Até que um dia escreveu uma carta de despedida. “Eu te amo como quem descobriu a
vida em você. E por isso não queria te deixar ir embora. Ainda que às vezes queira, ainda que às
vezes deixe, ainda que às vezes chore”.
Essa contradição do Gabriel é, no fundo, a contradição de qualquer relacionamento. Na
raiz do amor já está a destruição: a gente começa e já começa a terminar.
Mas não pensem que o Gabriel é um grande vilão e que eu não reconheço as coisas boas
que ele fez por mim. Um dia, por exemplo, ele me levou a uma peça sobre essa heroína e esse
herói que se conhecem e vivem apaixonados. Um dia, por uma série de circunstâncias, eles
precisam se separar. Ela segue a vida dela. Ele não aguenta e vira padre. Mas, depois de um
tempo, ela resolve buscá-lo e revivê-lo pra tudo aquilo que um dia eles passaram juntos, o
furacão descontrolado e íntimo que chamam “amor”.
Ressentido, ele a maltrata. Mas ela está determinada. Pergunta a ele: “Não é mais minha
mão, que as suas tocam? Não é mais minha voz? Ela não é para você mais uma carícia, como
antigamente? Eu não sou mais eu mesma? Não tenho mais o meu nome? Olha para mim. Não é
mais minha mão que as suas tocam, como antigamente? Não é mais a minha voz, não é mais
eu?”.
Ele cede.
Na primeira noite que o Gabriel dormiu na minha casa, eu tinha acabado de me mudar e
a gente deitou num colchão inflável no chão. No escuro, conversamos por horas sobre o
presente, o passado, o futuro. Nós tínhamos bebido antes, nos divertido muito e estar ali, no
escuro, falando sobre coisas tão bobas, mas tão profundas sobre um e o outro, uma voz falou na
minha cabeça:
Eu amo esse garoto!
E essa voz tinha muita certeza.

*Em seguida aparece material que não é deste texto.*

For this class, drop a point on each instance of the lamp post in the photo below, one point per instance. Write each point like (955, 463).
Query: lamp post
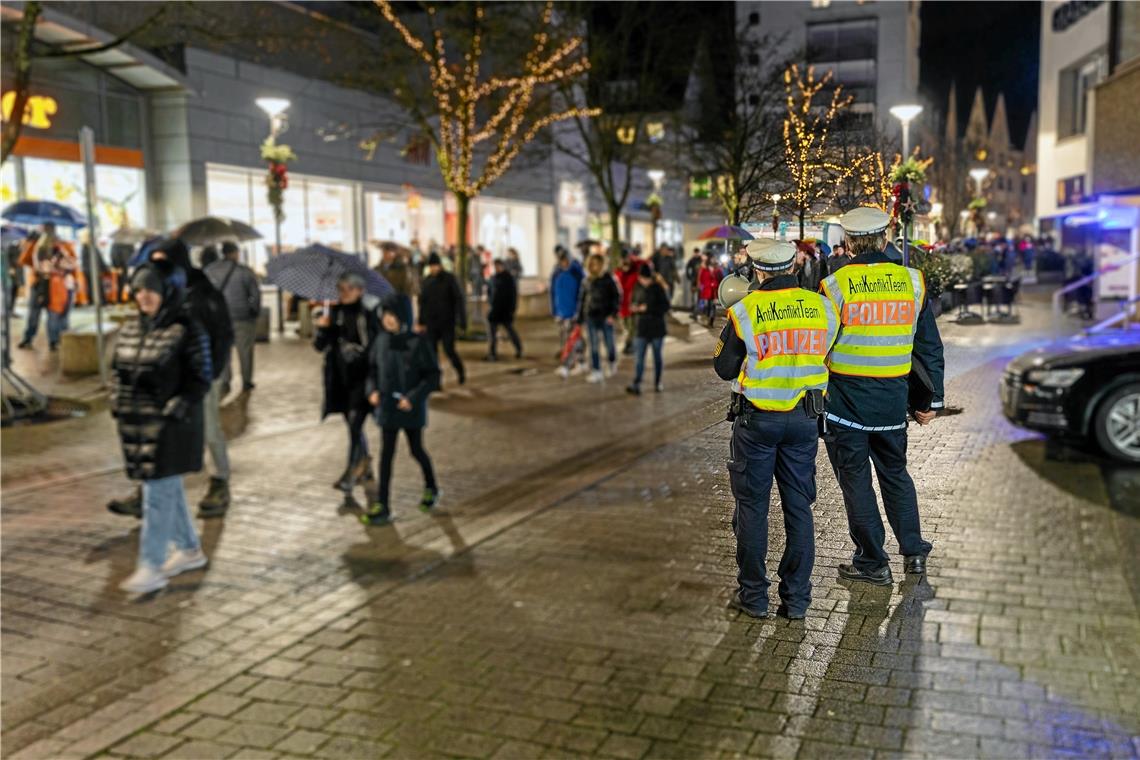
(275, 108)
(906, 114)
(657, 177)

Daí eu jurei pra ele que eu tinha comprado uma escova
de dentes pra ele, já que ele estava passando mais tempo na minha casa que na dele. E tinha
mesmo.
O Gabriel também sempre deixava meio aberta a torneira do meu banheiro. Ele ia lá,
escovava os dentes e, quando eu entrava no banheiro e via, eu falava: “Gabrieeeel”. Ele ria
deitado, enquanto via memes no celular – o que eu via pelo espelho, que tinha uma angulação
esquisita, mas certeira com a cama.
Parece mentira, eu sei, mas outro dia eu entrei no banheiro e a torneira estava pingando.
E a verdade é que eu vejo ele em todos os lugares.

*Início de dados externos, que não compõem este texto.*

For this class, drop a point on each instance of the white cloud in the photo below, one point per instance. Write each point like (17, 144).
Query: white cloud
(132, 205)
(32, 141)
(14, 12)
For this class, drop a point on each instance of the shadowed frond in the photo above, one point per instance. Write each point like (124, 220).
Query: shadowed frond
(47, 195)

Atualmente, sou um apartamento desocupado e acho que sem a placa de “aluga-se” na
porta. Até passou um interessado recentemente, entrou, gostou, mas sabe quando acaba não
fechando o negócio?
A gente já se conhecia, mas eu não olhava pra ele a não ser como amigo, né? Uma
noite, acabou rolando.
Mas já não rola mais um clima entre nós, infelizmente. Inclusive, todos que têm
acompanhado minha separação do Gabriel sabem que está sendo um processo duro e lento.

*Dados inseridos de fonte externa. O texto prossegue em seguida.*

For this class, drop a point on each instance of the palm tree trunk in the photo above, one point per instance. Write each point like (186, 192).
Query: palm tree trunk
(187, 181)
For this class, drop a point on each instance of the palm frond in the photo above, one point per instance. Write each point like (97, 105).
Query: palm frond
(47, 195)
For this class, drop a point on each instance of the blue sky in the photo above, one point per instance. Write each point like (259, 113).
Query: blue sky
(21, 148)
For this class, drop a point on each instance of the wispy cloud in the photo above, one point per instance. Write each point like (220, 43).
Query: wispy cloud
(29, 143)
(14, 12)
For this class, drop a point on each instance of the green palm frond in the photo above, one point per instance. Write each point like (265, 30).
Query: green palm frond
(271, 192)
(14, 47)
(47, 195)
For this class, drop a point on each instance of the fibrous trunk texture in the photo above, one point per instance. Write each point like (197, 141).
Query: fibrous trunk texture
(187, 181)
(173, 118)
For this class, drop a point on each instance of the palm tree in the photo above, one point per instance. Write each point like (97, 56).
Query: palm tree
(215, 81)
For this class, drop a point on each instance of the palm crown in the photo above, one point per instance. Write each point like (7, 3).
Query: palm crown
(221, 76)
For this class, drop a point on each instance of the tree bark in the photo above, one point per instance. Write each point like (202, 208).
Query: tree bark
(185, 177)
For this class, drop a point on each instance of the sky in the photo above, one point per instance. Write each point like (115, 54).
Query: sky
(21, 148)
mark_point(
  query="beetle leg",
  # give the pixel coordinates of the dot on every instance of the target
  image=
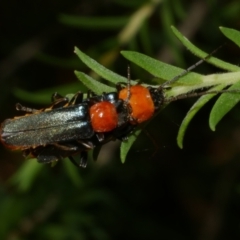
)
(58, 100)
(22, 108)
(77, 98)
(83, 159)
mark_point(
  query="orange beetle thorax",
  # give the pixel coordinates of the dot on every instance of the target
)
(141, 102)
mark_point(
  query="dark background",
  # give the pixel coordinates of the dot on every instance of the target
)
(170, 193)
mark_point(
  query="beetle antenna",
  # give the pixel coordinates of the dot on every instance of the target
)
(190, 68)
(128, 83)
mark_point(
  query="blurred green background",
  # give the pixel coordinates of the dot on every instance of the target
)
(170, 193)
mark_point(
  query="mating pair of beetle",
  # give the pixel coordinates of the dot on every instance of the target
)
(72, 126)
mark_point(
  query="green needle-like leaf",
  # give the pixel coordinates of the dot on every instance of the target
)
(223, 105)
(232, 34)
(192, 112)
(198, 52)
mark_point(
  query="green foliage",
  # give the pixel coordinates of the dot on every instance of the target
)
(187, 83)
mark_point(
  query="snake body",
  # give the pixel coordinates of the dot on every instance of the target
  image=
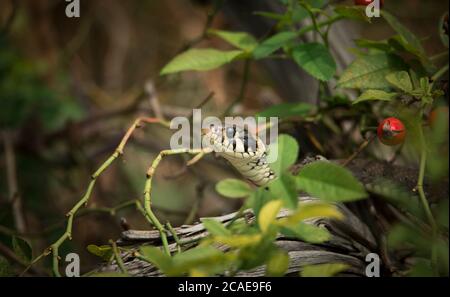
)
(245, 152)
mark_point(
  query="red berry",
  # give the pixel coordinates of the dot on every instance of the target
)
(391, 131)
(367, 2)
(437, 115)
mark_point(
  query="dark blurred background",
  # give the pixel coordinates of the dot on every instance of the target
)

Sabe, a dor que eu senti quando ele desapareceu foi dessas que não se descreve. Foi
como uma explosão ao contrário, uma bomba atômica que traga tudo pra dentro do seu tórax.
Daí eu recolhi cada pedacinho destruído dentro de mim, fragmento a fragmento. Ele me
deixou e a gente precisa se valorizar, recompor o orgulho, a autoestima. Eu tive que me obrigar
a me desapaixonar por ele. Tudo é adaptável nessa vida.
Eu quero que você se dane, Gabriel! Desaparece. Raspas e restos não me interessam.
Eu queria que você me fizesse feliz.
Eu quero que você vá se foder!
Chega. Eu chorava porque doía e doía porque eu realmente te amei, mas algumas coisas
a gente só aprende mesmo sozinho. O amor que eu tenho por você é teu. Você não ia cuidar do
meu sofrimento e eu não ia insistir em te ensinar o que eu achava que você precisava saber.
Você não quis pegar os caminhos dos mapas que eu te mostrei, então eu precisava ir embora.
Isso era um adeus.
Começa a tocar “Porque eu sei que é amor”, dos Titãs. Canta.